Benji did seem to grow up by the end of the book. The story was written by Benji at some point in his future. That being said I enjoyed the final chapter and felt it was written not after one summer but after a few years went by. All of the talk of the "replacments" the boys were in the early years of high school meaning they were still a few years away from not longer coming "out".
~ Joseph Addison ~
"Reading lets you visit the world of another"
03-11-2009 05:20 PM
03-11-2009 07:57 PM
Live the life you love ~ Love the life you live.
03-11-2009 10:40 PM
While I really liked this book-it is my favorite first look so far-I think it would not have been quite as enjoyable to me without this forum. Many issues were raised in this book, such as....race, family dynamics and being a teenager in general. As usual, the discussions are so informative, enlightening and educational due to the melting pot of individuals and opinions represented. I learn things that I might never without the voice of so many diverse individuals. Thank you Barnes and Noble for making this wonderful program available to all!
I completely agree with you. I always feel like I get more out of a book after having discussed it with someone else. There were many things in this book that I might have overlooked had it not been for this group discussing them. Especially why Benji left the freezer door open. That was something that left me a little confused and it helped having others explain why they felt that happened. So thanks to everyone! You made this First Look a wonderful experience!
03-12-2009 12:07 PM
Although skeptical in the beginning, I have come to the opinion that Benji and his brother were better off growing up alone in Sag Harbor than they would have been living with his dysfunctional family.
oh, excellent point! Like you at the beginning, I wouldn't have guessed I'd believe that in the end. Still, it's sad.

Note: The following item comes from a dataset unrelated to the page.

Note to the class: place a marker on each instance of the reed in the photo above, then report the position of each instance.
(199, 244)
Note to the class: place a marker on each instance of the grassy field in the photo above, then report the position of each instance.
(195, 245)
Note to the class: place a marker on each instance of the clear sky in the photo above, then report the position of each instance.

Sag Harbor is my favorite FirstLook book. Ironically, I delayed requesting it because I couldn't get any sense of a storyline from the description. Turns out, there wasn'treally one -- but rather snapshots that added up bigger than their separate parts. I agree with Thayer, this discussion really added to my enjoyment of the book. Thanks to B&N, Doubleday, Colson, and FirstLook-ers!
03-12-2009 12:37 PM
I am really glad that I signed up for this club. I usually read mysteries and supernatural style books. This made me realize that I need to look at other styles of writing.
I really enjoyed the way that Mr. Whitehead describe scenarios/characters in his book. This was a very humorous take on coming of age!